The Relationship Between eHealth Literacy and Self-Efficacy Levels in Midwifery Students Receiving Distance Education During the COVID-19 Pandemic

Introduction

The issue of health literacy, although a relatively new concept in health promotion that came into general acceptance only in the late 20th century, is today an important concern in public health. The concept of health literacy encompasses a wide range of social and environmental interventions that are designed to benefit and protect health and quality of life by addressing and preventing the root causes of disease (World Health Organization, 2020). Health literacy is defined as having knowledge, motivation, and competence necessary to access, understand, evaluate, and apply information in daily life to make decisions about health services, disease prevention, and health promotion and to protect and enhance quality of life (Duong et al., 2018). The concept of eHealth literacy was elucidated in Norman and Skinner (2006) and defined as the ability to define, understand, and apply the information gained as a result of research on the Internet to provide solutions to health problems (Norman & Skinner, 2006). eHealth literacy plays an important role in increasing the capacity of students who are trained in the field of health to provide, interpret, and understand the basic health information and services necessary to make correct decisions related to patient health (Sharma et al., 2019).

Access to and selection of correct health information is very important for healthcare professionals (S. Kim & Jeon, 2020). Choosing correct health information for healthcare professionals is a basic skill gained in the undergraduate education process that further develops after graduation in line with one's area of specialization. Learning success relies heavily on a student's motivation, attitude, and self-efficacy, and technological developments in recent years have affected student learning abilities (S. Kim & Jeon, 2020; Sharma et al., 2019).
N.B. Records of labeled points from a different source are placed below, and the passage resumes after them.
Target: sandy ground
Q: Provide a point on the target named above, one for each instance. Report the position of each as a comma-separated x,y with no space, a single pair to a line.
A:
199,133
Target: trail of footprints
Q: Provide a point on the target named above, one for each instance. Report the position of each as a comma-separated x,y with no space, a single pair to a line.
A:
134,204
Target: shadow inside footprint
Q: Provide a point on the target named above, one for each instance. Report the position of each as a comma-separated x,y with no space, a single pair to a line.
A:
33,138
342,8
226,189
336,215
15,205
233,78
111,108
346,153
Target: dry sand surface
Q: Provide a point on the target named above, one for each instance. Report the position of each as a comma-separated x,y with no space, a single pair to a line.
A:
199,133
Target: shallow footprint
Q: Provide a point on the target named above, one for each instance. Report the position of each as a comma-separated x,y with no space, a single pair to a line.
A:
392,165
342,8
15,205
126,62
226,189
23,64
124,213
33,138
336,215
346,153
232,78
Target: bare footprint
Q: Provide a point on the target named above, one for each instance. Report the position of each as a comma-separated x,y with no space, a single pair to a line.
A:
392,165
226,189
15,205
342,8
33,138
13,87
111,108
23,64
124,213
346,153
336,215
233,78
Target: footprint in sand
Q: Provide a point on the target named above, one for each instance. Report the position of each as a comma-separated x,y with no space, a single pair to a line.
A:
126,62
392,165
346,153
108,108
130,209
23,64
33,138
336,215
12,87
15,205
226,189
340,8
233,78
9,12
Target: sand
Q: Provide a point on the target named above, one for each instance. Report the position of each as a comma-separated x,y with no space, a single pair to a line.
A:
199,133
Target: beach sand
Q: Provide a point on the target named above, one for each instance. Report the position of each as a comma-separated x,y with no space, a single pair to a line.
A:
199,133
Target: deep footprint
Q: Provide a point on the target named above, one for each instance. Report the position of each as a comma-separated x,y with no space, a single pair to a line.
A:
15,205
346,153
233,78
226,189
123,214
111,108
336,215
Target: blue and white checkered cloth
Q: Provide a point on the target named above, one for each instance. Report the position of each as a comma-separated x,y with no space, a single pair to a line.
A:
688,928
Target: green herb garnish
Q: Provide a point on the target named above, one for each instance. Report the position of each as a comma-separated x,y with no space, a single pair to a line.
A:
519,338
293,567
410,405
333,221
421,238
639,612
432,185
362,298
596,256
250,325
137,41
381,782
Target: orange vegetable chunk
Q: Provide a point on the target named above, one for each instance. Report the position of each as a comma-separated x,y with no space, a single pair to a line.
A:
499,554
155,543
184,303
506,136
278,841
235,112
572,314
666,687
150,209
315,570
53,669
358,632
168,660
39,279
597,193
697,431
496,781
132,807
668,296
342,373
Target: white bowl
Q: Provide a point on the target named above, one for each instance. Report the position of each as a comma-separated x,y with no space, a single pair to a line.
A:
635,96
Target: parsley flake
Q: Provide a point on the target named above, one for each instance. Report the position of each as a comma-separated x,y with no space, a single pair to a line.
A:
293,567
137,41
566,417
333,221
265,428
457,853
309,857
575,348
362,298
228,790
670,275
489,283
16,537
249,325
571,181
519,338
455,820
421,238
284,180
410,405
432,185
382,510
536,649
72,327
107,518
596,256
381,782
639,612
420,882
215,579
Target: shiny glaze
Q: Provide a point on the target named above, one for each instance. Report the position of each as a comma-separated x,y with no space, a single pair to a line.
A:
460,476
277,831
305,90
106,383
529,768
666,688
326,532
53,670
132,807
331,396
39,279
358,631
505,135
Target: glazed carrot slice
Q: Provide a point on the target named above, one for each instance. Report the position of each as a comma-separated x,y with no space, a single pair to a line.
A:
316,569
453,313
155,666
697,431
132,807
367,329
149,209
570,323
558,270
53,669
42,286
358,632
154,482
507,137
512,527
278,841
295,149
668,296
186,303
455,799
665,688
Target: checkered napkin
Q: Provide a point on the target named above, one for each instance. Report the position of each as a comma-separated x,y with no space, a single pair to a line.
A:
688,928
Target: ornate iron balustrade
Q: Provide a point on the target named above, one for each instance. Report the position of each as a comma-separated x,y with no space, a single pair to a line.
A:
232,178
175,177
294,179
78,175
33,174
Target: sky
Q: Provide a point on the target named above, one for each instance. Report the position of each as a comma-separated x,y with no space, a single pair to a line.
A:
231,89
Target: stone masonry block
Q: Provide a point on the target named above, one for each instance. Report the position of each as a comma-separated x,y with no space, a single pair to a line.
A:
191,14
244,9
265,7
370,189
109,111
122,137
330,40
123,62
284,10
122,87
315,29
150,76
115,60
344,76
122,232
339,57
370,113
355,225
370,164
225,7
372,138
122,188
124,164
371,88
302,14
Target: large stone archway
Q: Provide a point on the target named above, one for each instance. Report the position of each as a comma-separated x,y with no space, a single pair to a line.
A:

Digital technologies have become an integral part of modern education and changed the methods by which students learn (Tang & Chaw, 2016). Distance education, which has become widespread worldwide with the advance of digital technologies, is a method of education that provides easy and convenient access to learning opportunities through online learning resources such as online libraries and digital media (Prior et al., 2016). The effectiveness of distance education also relates closely to the digital technology self-efficacy of students (S. Kim & Jeon, 2020; Prior et al., 2016). In addition, the widespread use of online resources to access information about diseases and treatment by individuals in the community (Parnell et al., 2019), factors affecting health literacy level in terms of literature selection (H. Kim & Xie, 2017; Manganello et al., 2017), and undergraduate students' competence in health literacy (Sharma et al., 2019) should all be considered when designing online education content.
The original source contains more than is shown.